Automated analysis of Java source code repositories to distinguish the steganographic algorithm

DegreeBachelor / Master
Supervisor(s)Martin Beneš, MSc


Steganography is a technique to hide secret messages inside inconspicuous cover media. There are thousands of open-source implementations of steganography available in source code repositories. Given the ease of forking code repositories, it remains unclear how many genuine approaches to steganography are in these codebases.

The goal of this thesis is to quantitatively explore the diversity of Python implementations of steganography in public repositories using measures of code similarity. Existing methods for measuring code similarity are described and compared. Based on this comparison, a metric for the task is suggested and implemented.

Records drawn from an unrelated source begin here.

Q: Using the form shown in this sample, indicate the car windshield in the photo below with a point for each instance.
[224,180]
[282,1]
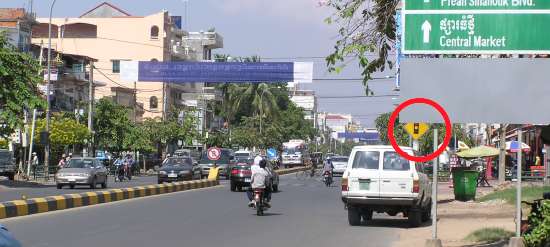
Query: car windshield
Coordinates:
[244,160]
[80,163]
[394,161]
[340,159]
[238,155]
[366,160]
[178,162]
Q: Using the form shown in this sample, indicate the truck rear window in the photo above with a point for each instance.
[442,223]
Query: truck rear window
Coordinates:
[394,161]
[366,160]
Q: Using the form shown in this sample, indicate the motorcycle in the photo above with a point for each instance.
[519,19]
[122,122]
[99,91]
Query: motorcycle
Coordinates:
[535,217]
[259,204]
[327,178]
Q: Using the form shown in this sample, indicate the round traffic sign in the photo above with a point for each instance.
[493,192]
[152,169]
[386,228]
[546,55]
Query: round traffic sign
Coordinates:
[214,153]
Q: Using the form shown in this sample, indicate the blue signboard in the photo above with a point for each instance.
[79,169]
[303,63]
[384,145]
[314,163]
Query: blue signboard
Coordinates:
[359,135]
[176,20]
[215,72]
[271,153]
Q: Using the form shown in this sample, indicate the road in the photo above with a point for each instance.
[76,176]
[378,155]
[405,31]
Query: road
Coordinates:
[304,213]
[14,190]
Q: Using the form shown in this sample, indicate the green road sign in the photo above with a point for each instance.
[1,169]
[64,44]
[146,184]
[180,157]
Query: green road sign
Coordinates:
[476,34]
[476,4]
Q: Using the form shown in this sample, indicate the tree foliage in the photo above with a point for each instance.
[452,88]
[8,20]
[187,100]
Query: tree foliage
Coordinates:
[63,132]
[19,79]
[366,27]
[111,125]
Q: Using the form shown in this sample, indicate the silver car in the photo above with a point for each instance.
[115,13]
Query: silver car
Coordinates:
[340,163]
[82,171]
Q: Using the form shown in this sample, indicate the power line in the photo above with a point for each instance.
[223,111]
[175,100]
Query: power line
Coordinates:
[358,96]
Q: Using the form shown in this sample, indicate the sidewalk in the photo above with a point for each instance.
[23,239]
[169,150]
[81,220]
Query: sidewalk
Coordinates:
[458,219]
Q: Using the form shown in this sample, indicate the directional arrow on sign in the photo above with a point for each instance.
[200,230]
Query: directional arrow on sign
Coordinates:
[426,28]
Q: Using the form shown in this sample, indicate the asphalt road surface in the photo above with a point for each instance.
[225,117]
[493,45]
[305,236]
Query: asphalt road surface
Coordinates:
[304,213]
[14,190]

The metric is validated on a dataset acquired from public source code repositories by automated crawling. The results should be visualized using distance and available meta information (e.g., time, fork origin). Python scripts performing processing operations other than steganography on similar media could be included in the study as a reference. Statistical methods could be applied to cluster very similar instances, allowing us to estimate the number of genuine approaches.


  • Kuhn, A., Ducasse, S., and Gı̂rba Tudor. Semantic Clustering: Identifying Topics in Source Code. Information and Software Technology, 49, 3 (2007), 230–243.
  • Ragkhitwetsagul, C., Krinke, J., and Clark, D. A Comparison of Code Similarity Analysers. Empirical Software Engineering, 23, 4 (2018), 2464–2519.